The corridors will be created by connecting the city’s parks, rivers and lakes, highways with green belts and low building blocks in order to promote air flow.
The five primary ventilation corridors are designed to be more than 500 metres wide.
Some secondary corridors will be over 80 metres wide, official news agency Xinhua said in a report.
“In addition to the planned primary and secondary ventilation corridors, other smaller corridors will also be added to the system. Construction in these zones will be strictly controlled, and obstacles along the way will be gradually removed,” the report said.
Cities such as Shanghai and Fuzhou are also building these wide passageways.
Frequent smog has made the Chinese increasingly sensitive to the health hazard. To address public concerns, the government plans to cut the density of inhalable particulate matter by at least 10% in major cities by 2017.
In the coming weeks as severe winter sets in, northern China will switch on coal-fuelled central heating, releasing more pollutants in the air.
Almost “…630,000 square kilometres of land in northeastern China and 380,000 square kilometres of land in northern China have been under the influence of the latest smog spell”, state media quoted the ministry of environmental protection (MEP) as saying yesterday.
Air quality in Beijing, where orange alert was sounded on Friday, deteriorated to dangerous levels and visibility reduced substantially, causing widespread flight delays and cancellations at the Beijing Capital International Airport.

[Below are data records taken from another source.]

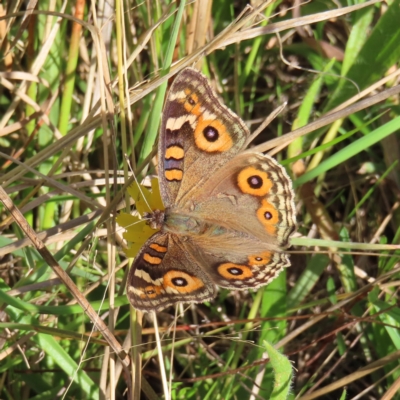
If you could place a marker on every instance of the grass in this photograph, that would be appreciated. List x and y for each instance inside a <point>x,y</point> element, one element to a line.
<point>328,327</point>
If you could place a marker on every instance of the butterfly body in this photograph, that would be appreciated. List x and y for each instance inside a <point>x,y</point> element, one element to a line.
<point>228,211</point>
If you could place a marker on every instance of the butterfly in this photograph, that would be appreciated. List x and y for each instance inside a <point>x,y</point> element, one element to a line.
<point>228,212</point>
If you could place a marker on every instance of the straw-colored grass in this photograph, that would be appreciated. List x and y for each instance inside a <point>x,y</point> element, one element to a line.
<point>82,89</point>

“Seven provinces and municipalities, including Beijing and Tianjin, saw their air pollution index hike, with air quality index (AQI) readings hitting 500 in 11 cities in northeastern China over the November 3-5 period,” Xinhua said in a report.
In a report released in September, the WHO said China, India and Russia were the three worst countries for pollution. More than one million people died from pollution in China in 2012, at least 600,000 in India and more than 140,000 in Russia, said WHO that has declared polluted air a carcinogen.
The national meteorological centre issued an “orange” smog alert on Friday morning, warning that pollution levels in Beijing, Tianjin and northern Hebei province would remain dangerously high till early weekend.
China has a four-tier color-coded system for pollution, with red being the highest, followed by orange, yellow and blue. The meteorological authorities issue alerts when the AQI touches 200. A higher AQI denotes greater pollution levels.
Authorities in Beijing have also launched a crackdown on heavy vehicles passing through the city’s outer districts, including Daxing and Anqing that failed to meet emission standards. Some truck drivers have been fined up to 1,000 yuan ($148) for violations, a newspaper reported.
PM 2.5 are tiny dust particles that are result of combustion from vehicles, power plants and other industrial activities. These can lodge deep in lungs and blood tissues, triggering respiratory and cardiac problems.